Alright, so the infamous Monty Hall problem goes something like this!

The host of a game show, offers the guest a choice of three doors. Behind one is a expensive car, but behind the other two are goats. After you have chosen one door, he reveals one of the other two doors behind which is a goat (he wouldn’t reveal a car). Now he gives you the chance to switch to the other unrevealed door or stay at your initial choice. You will then get what is behind that door. You cannot hear the goats from behind the doors, or in any way know which door has the prize. Should you stay, or switch, or does it even matter??

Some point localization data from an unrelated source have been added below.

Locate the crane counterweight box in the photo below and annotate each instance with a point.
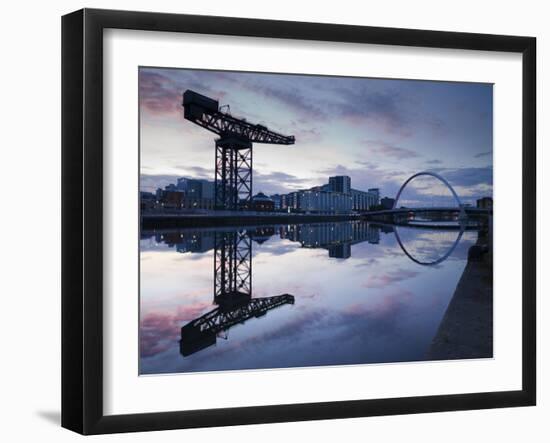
(196, 104)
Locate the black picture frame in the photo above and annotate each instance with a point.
(82, 218)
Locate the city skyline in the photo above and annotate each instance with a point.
(376, 131)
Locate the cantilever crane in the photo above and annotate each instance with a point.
(203, 331)
(233, 176)
(232, 294)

The Solution of the Problem is like this :

Consider yourself to be in the game show Lets say you pick door 1 always. Its a randomn a choice as any. You can repeat the below solution with any door for that matter

As per the basics of math, three combinations can be made :

Assuming you denote a goat by “G” and a car by “C” , the combinations are :

G G C

G C G

C G G

Now consider the following the cases :

CASE 1 : G G C

You choose door 1. The host knows the position of the car. So he reveals the door 2. Now if you switch to door 3, then you will win the Car!

CASE 2 : G C G

You choose door 1. The host again knows the position of the car. So he reveals the door 3. Now if you switch to door 2, then you will win the Car!

CASE 3 : C G G

You choose door 1. Now the host can reveal any of the doors, since door 2 & 3 have goats behind them. Lets say he reveals door 2. Now if you switch you will get a goat! 😛

Hence as we see, by the basics of probability , the Switch will get you a car 2 out of every 3 times or 66.66% !